Location: Jiefang Lu, Tianjin (there is no sign in English at all, but the building is the one on the corner of Jiefang Lu and Yinkkou Dao. The nearest subway station is Heping Lu. Tianjin Post Museum is only around 15 minutes’ walk from Tianjin Railway Station
Opening: 09:00– 16:00 Tues – Sun (closed on Mon)
Cost: Free! (bring passport or ID card)
Tianjin Post Museum is housed inside a lovely old building in the centre of Tianjin, the former Tianjin Custom letter House, built in 1878, which was the postal service centre of the city and the place where the very first postage stamps (known as the ‘Dragon Stamps’) were issued. So, this is basically a former post office, an appropriate place for a Post Museum!
Tianjin Post Museum is free to enter, so makes for excellent value indeed. Unfortunately, you do get what you pay for and so the exhibits inside are somewhat confusing and presented without a great deal of context to a large extent. The first floor has a brief introduction to some more ancient forms of post and mail in China, including messages written on bones and tortoise shells, but then leaps straight to the 19th century, leaving us somewhat ignorant of how messages and letters were sent between people in the preceding several thousand years of Chinese history, let alone possibly between various rival dynasties existing at the same time (perhaps they simply were not?).
Some exhibits don’t seem to be relevant at all other than being vaguely message-based; such as a small model of a beacon tower on the Great Wall, but there are some interesting letters and postcards from the early years of the postal service that are nice to look at and remind you of the theme of the actual museum you are visiting.

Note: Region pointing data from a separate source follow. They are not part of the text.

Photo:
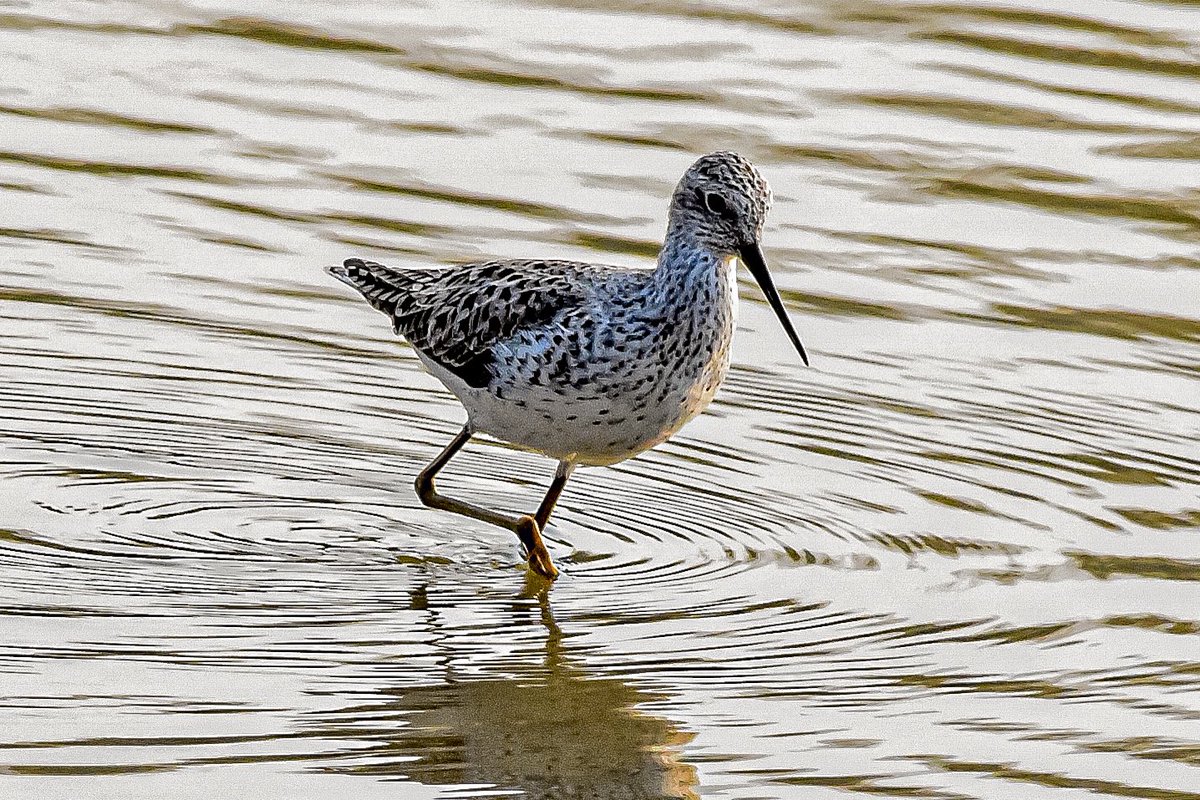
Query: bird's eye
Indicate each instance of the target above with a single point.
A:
(715, 203)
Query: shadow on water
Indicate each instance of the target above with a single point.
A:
(550, 729)
(955, 559)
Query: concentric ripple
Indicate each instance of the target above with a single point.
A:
(954, 559)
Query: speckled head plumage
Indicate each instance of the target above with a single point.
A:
(720, 203)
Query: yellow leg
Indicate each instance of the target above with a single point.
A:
(527, 528)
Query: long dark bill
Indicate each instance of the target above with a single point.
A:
(751, 256)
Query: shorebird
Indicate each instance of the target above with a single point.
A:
(586, 364)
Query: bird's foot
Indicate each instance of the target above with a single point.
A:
(535, 549)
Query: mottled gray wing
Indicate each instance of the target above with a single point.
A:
(456, 316)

The more recent history of the Tianjin Postal service is better explained though – as a foreign imposition (Anglo-German in origin), then taken over by the post-Qing Dynasty Republic of China and then the PRC that we know today. There are some exhibits of stamps as well, but they are somewhat sparse for a postal museum, and less then you might find in a decent stamp shop. The famed ‘Dragon Stamps’ themselves are finally on display, in their one, three, and five ‘Candarin’ denominations (Candarin being an old measure word, these days in China this would simply be called fen; equal to one one-hundredth of a yuan).
Upstairs the rooms are arranged roughly chronologically from the start of the Tianjin Postal Service to the present day, but still suffer from a lack of coherence, but there are some displays of various postal-workers uniforms, the development of a modern service, and some machines from the pre-digital era of post office technology; none of which are described in terms of how they are used in any way. A small display about the Tangshan Earthquake is interesting but more info on how this relates to the postal service would be better, but the highlight (for me) was some relics from the early days of this very building; an old radiator, a lovely art-deco lamp, and so on.
There isn’t really a gift shop but there is a place where you can wear replica uniforms of postal workers for a photo, and you can buy some postcards from the museum itself (4rmb for two), put on a souvenir rubber stamp of the old Dragon Stamps, but then if you want to post them you need to go to a post office rather than sending from the museum – a lack of focus on detail that is characteristic of the Tianjin Post Museum itself.
Despite the issues, this is an interesting enough place to visit; good for an hour or so and when the entry is free, and the architecture is interesting, then much can be forgiven. Anyone with a deep interest in the postage service and its history may be frustrated though, but as an intro this is well worth the time if you find yourself in central Tianjin.